More than 70 students earned degrees from the International College of the Cayman Islands and a graduation ceremony was held 5 January at the Family Life Centre to honour those achievements.
With 40 individuals receiving associate’s degrees, 20 receiving bachelor’s degrees and 12 collecting master’s degrees, Education Minister Rolston Anglin said the numbers were “impressive for a small community” and even more encouraging coming from such a small institution.
He told the graduates that as they moved forward it was important for them to seek to inspire others to grow by seeking tertiary education. The minister said this was necessary in order for the Cayman Islands to continue to build capacity.
“We are only as strong as the skill level of all of our people,” Mr. Anglin said.
He said a small town of 55,000 with an annual budget of $500 million was an anomaly of modern commerce.
The Education Minister said in a special sitting of Finance Committee to be convened shortly, the grant to ICCI would be increased.
“Investment in people is our No. 1 priority. We must mean it and we must fund it,” he said.
Valedictorian Kadian Smith Taylor, who majored in business administration: finance, told the audience the sacrifice was worthwhile. She thanked the staff and faculty of the university and urged her peers to continue striving for greater achievements.
“If you don’t know what you want, stay away from what you do not want,” she advised, adding that by avoiding what was not wanted, the road to what was desired would be paved.
The keynote address of the evening was given by Canover Watson, who is the director of the Cayman Islands Stock Exchange, as well as a hedge fund manager and the recipient of the 2007 Young Caymanian Leadership Award.
Mr. Watson told a story of how he was once stuck in a rainstorm on a trip from Miami to Ft. Lauderdale, during which the onslaught of water was so fierce the only way he was making it through was by staying behind an eighteen wheeler truck. He said had no more than 5 feet of visibility.
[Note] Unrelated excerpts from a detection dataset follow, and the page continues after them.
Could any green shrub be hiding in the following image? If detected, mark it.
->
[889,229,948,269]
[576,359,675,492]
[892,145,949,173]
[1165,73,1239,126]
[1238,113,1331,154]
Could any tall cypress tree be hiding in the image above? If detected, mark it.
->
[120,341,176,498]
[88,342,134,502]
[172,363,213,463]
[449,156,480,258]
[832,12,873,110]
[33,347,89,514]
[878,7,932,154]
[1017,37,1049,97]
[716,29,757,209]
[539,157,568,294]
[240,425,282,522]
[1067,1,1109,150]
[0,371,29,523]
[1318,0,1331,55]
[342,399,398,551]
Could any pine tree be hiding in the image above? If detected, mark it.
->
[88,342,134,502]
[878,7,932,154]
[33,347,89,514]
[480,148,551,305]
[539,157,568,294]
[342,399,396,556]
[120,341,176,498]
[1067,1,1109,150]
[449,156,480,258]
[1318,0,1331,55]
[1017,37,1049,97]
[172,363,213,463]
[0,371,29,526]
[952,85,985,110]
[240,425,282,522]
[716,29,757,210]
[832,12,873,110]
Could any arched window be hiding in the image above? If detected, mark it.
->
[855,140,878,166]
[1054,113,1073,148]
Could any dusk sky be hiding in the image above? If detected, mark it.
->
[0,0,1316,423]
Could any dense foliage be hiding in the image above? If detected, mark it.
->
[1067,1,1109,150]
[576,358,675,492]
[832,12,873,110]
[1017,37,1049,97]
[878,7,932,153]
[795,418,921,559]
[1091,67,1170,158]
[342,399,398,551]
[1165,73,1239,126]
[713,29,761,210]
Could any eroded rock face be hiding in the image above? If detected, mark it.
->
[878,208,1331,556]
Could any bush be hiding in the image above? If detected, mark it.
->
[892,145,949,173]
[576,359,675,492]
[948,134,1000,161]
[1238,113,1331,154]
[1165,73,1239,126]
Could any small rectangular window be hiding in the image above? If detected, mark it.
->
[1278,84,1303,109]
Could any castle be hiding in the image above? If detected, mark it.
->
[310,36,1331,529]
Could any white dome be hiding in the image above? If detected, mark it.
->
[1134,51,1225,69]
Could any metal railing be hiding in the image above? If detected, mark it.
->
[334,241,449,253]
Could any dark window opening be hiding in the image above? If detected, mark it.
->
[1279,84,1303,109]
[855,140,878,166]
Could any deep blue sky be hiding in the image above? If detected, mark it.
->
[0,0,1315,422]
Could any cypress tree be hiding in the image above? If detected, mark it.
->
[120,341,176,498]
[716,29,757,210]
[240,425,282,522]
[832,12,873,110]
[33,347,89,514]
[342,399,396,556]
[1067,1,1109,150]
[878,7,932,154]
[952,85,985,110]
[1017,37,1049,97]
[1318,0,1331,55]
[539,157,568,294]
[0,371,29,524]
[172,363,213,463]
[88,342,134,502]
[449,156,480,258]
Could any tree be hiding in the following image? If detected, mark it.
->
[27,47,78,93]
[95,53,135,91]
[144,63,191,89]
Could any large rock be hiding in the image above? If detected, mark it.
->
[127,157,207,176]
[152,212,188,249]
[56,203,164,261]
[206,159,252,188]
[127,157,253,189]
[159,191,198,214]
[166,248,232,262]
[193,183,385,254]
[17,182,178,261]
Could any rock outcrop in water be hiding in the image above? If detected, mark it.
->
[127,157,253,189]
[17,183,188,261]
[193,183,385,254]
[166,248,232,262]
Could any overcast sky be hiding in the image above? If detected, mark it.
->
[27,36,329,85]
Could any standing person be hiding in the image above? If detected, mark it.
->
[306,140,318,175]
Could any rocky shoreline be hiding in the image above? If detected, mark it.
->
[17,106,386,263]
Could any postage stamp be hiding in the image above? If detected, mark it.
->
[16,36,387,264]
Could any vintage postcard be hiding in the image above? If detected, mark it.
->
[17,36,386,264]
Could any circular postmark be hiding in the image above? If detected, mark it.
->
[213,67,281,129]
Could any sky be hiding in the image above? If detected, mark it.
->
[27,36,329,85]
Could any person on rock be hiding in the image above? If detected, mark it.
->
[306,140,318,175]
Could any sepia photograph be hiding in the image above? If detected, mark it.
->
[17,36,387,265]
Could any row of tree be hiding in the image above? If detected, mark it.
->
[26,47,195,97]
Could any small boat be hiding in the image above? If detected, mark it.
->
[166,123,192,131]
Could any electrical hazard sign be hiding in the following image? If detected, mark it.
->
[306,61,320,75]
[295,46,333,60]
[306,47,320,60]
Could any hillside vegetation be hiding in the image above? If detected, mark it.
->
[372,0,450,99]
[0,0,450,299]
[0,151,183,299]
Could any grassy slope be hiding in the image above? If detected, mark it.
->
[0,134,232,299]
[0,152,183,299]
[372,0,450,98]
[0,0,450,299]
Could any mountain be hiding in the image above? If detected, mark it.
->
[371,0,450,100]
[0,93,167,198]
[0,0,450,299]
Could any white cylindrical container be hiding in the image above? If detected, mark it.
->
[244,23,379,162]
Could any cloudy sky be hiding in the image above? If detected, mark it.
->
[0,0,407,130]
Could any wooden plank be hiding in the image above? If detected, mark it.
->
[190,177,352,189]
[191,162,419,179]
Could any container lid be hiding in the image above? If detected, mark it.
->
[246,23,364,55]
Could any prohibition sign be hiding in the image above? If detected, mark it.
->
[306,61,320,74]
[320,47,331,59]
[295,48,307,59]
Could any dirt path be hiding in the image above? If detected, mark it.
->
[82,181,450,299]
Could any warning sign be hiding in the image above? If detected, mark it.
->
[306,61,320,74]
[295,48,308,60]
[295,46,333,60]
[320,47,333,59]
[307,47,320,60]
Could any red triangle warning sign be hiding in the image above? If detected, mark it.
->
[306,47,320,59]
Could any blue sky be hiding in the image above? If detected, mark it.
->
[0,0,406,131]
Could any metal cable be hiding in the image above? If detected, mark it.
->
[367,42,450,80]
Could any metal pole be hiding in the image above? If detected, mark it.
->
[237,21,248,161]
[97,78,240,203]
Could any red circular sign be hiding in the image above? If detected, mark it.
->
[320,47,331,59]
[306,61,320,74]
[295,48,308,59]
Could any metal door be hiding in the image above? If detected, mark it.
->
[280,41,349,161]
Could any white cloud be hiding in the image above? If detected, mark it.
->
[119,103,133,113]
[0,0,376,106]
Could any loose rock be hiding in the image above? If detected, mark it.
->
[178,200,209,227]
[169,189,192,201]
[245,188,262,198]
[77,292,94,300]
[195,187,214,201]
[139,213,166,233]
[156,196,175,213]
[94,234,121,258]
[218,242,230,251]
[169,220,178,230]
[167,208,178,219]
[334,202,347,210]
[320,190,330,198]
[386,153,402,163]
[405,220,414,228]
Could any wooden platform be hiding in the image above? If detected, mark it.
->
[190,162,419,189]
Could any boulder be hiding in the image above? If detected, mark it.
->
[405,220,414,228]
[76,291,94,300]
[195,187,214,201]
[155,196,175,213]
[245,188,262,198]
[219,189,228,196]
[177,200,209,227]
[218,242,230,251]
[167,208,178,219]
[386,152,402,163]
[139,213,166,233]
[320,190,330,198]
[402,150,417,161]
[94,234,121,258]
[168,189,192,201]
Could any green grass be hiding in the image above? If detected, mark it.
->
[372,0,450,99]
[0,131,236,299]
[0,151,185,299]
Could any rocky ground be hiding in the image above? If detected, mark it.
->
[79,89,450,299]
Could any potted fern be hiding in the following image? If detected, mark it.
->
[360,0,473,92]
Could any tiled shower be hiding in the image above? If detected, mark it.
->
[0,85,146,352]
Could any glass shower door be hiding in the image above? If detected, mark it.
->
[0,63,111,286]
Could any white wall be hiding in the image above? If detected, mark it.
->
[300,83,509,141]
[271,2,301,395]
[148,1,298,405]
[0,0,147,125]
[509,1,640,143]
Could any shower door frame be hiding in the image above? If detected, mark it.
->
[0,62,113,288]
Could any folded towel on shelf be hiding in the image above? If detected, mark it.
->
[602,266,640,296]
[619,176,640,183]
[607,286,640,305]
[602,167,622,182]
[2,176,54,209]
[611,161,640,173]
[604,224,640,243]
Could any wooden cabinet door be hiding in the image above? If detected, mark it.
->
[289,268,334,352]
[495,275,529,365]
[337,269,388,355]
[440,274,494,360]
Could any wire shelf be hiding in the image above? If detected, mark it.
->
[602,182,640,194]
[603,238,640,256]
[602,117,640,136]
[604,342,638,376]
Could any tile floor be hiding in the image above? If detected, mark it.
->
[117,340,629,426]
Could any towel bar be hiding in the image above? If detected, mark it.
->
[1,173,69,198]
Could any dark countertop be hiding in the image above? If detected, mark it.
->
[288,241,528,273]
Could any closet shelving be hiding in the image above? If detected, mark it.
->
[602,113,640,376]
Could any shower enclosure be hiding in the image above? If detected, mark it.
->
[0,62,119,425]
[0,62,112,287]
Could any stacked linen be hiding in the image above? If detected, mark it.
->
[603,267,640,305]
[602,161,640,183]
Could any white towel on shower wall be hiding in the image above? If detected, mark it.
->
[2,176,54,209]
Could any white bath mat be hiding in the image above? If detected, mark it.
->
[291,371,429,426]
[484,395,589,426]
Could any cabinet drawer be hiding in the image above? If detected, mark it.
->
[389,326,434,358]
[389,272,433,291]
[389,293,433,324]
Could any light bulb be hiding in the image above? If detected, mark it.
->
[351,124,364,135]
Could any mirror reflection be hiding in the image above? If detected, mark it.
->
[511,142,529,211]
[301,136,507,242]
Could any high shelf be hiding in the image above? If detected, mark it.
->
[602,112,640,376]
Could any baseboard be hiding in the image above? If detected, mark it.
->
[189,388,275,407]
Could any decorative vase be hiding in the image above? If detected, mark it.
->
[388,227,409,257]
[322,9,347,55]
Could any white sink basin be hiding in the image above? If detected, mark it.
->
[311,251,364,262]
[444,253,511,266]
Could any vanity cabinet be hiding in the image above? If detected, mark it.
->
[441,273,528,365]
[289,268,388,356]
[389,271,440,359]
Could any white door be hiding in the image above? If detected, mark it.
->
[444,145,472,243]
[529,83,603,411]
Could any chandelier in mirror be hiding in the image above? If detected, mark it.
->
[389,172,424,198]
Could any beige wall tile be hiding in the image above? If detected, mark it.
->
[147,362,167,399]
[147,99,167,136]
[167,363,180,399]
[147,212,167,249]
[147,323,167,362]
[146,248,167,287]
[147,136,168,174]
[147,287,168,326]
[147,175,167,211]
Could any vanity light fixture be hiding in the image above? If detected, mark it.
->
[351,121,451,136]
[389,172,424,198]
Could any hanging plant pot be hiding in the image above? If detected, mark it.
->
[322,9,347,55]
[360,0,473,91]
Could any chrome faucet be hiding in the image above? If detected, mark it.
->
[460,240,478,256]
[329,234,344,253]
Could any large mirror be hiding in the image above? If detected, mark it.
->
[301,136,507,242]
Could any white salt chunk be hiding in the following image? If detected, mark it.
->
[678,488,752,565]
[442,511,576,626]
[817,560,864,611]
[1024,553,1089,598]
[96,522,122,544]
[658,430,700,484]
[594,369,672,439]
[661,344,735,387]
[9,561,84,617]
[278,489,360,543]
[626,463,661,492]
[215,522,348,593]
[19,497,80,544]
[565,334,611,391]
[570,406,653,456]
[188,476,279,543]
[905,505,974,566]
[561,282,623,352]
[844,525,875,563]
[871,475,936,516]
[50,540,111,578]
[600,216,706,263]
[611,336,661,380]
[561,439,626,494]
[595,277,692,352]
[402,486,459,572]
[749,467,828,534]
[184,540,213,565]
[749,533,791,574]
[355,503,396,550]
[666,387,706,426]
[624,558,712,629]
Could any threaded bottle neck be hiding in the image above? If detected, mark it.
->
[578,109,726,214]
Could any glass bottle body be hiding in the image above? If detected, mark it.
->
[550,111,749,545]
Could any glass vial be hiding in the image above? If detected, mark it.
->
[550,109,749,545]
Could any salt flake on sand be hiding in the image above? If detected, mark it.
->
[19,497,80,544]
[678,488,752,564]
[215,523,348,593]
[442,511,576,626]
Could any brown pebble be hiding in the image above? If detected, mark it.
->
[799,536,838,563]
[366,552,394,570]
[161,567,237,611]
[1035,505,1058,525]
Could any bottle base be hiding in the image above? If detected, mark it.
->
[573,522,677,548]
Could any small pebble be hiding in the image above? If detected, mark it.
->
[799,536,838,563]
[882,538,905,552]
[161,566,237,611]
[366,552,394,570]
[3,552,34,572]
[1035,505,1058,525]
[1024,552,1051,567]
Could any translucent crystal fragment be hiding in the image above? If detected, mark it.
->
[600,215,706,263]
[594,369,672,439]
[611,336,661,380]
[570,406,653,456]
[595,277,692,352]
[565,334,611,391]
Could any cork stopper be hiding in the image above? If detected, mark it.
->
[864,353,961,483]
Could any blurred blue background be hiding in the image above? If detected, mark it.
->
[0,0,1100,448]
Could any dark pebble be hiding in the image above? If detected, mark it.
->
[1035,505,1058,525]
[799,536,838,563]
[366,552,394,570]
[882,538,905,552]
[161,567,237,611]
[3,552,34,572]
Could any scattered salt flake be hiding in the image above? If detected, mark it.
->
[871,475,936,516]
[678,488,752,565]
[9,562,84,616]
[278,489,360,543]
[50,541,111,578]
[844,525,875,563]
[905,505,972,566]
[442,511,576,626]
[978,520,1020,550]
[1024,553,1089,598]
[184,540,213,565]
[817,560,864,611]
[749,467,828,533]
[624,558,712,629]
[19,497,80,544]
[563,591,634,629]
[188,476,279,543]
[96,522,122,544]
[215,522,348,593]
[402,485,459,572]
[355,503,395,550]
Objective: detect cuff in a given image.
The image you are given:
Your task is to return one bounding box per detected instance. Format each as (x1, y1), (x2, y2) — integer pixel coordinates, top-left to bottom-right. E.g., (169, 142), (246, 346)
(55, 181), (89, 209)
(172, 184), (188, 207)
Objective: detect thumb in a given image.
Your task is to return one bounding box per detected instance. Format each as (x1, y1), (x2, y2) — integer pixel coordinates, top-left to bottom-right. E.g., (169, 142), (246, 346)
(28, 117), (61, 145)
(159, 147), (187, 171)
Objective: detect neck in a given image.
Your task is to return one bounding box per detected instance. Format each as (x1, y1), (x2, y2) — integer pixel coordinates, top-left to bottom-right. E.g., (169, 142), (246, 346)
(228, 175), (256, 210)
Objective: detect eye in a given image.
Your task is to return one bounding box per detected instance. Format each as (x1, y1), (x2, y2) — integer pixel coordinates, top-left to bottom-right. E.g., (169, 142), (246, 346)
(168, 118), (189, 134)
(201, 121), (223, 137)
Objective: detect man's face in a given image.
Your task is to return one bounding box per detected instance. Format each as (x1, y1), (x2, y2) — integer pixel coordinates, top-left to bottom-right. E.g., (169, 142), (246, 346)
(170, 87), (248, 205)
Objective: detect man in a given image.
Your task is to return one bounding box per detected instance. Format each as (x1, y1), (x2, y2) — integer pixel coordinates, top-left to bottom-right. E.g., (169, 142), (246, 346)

He said he was able to do this for about 20 minutes before the truck’s indicators came on and the driver began to exit the freeway. It was at that point that Mr. Watson said his nightmare rainstorm came to an end, as it was the truck he had been following that was creating the intensity of the storm due to not having any mud flaps.
“I want to tell you that many of the storms you will face in life are no more real than the one I just told you about,” said Mr. Watson, who went on to challenge the students to face their challenges head on and develop the characteristics of leaders.
“They said you’re lazy. You have a sense of entitlement and your are not willing to work,” he told the graduates, adding this made him angry and it should make them angry as well, “because most of it is true.”
“We have to take responsibility for our own success,” Mr. Watson said. He said Caymanians must be prepared to compete against people in India, China and the United States, “not just those you are sitting next to.
“You are competing with 6 billion people for that job and you have to be the best – not just in Cayman – but in the world.”
Mr. Watson said there were few problems in life that could not be solved and encouraged the graduates to focus on solutions.
“The biggest difference between successful people and those who do not succeed is the choices they make,” he said. “Think bigger than yourselves. The future is in your hands. See your own potential and be the best at what you do. Cayman needs leaders and every successful person is a leader in their own right.”
The keynote speaker also told graduates to not simply rely on immigration policies to secure jobs for them, but rather work harder to make sure they were chosen for positions.
“Choose to be the best and leave the world with no other choice,” he said.